Niet elke werknemer heeft behoefte aan een POP

31-05-2018

De werkgever kan mooie plannen hebben om in het belang van de organisatie en de werknemers het persoonlijk ontwikkelingsplan (POP) te verplichten, hij zal er rekening mee moeten houden dat niet elke werknemer net zo enthousiast is. Krijgt de werkgever met weerstand te maken, dan is belangrijk dat hij dit erkent en niet probeert weg te wuiven of negeert. Hij kan de weerstand op een aantal manieren wegnemen.

Redenen van weerstand

Weerstand is vervelend, maar er schuilt vaak meer achter. Het is zelfs een belangrijk signaal van de werknemers. Het is daarom aan de werkgever om de weerstand te herkennen en zonder verwijten met de werknemers in gesprek gaat. Als de werkgever niet weet waarom er weerstand is, kan hij het immers niet oplossen. Er zijn verschillende redenen waarom werknemers het POP liever naast zich neerleggen:

  • De werkgever heeft niet goed uitgelegd wat een POP inhoudt en wat het nut ervan is. Werknemers hebben er daardoor een verkeerd beeld bij en willen er hun energie niet in steken.
  • Werknemers denken dat het POP bedoeld is om ze op af te rekenen. Ze vrezen de gevolgen voor hun baan.
  • Aan de weerstand kunnen ook zaken ten grondslag liggen die weinig met een POP te maken hebben. Werknemers voelen zich bijvoorbeeld overspannen of zaken in hun privĂ©leven zorgen ervoor dat ze weinig energie hebben om op hun werk te in investeren in nieuwe zaken.
  • Werknemers hebben weinig ambities of zitten nu gewoon heel fijn op hun plek en willen graag met rust gelaten worden en lekker hun werk doen.

Weerstand wegnemen bij werknemers

Aan de werkgever is het de taak om de weerstand weg te nemen.
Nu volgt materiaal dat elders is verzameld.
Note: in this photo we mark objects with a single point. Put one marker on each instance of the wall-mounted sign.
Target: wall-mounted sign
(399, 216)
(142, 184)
Dat kan op verschillende manieren:

  • Goed uitleggen wat het POP is, waarvoor het dient en waarvoor juist niet, maakt in veel gevallen een wereld van verschil.
  • Benadrukken wat een medewerker zelf heeft aan het POP en dat het geen beoordelingsmethode is.
  • Als er andere zaken spelen, het POP een tijdje uitstellen. Zo krijgt de werknemer wat meer rust en kan hij later wel enthousiast met zijn ontwikkelingsplan aan de slag.

Heeft de werknemer geen ambitie, dan bespreekt de werkgever met hem of dit in de toekomst, als de organisatie zich ontwikkelt, problemen oplevert. Het is immers mogelijk dat hij uiteindelijk niet meer geschikt is voor zijn veranderende functie.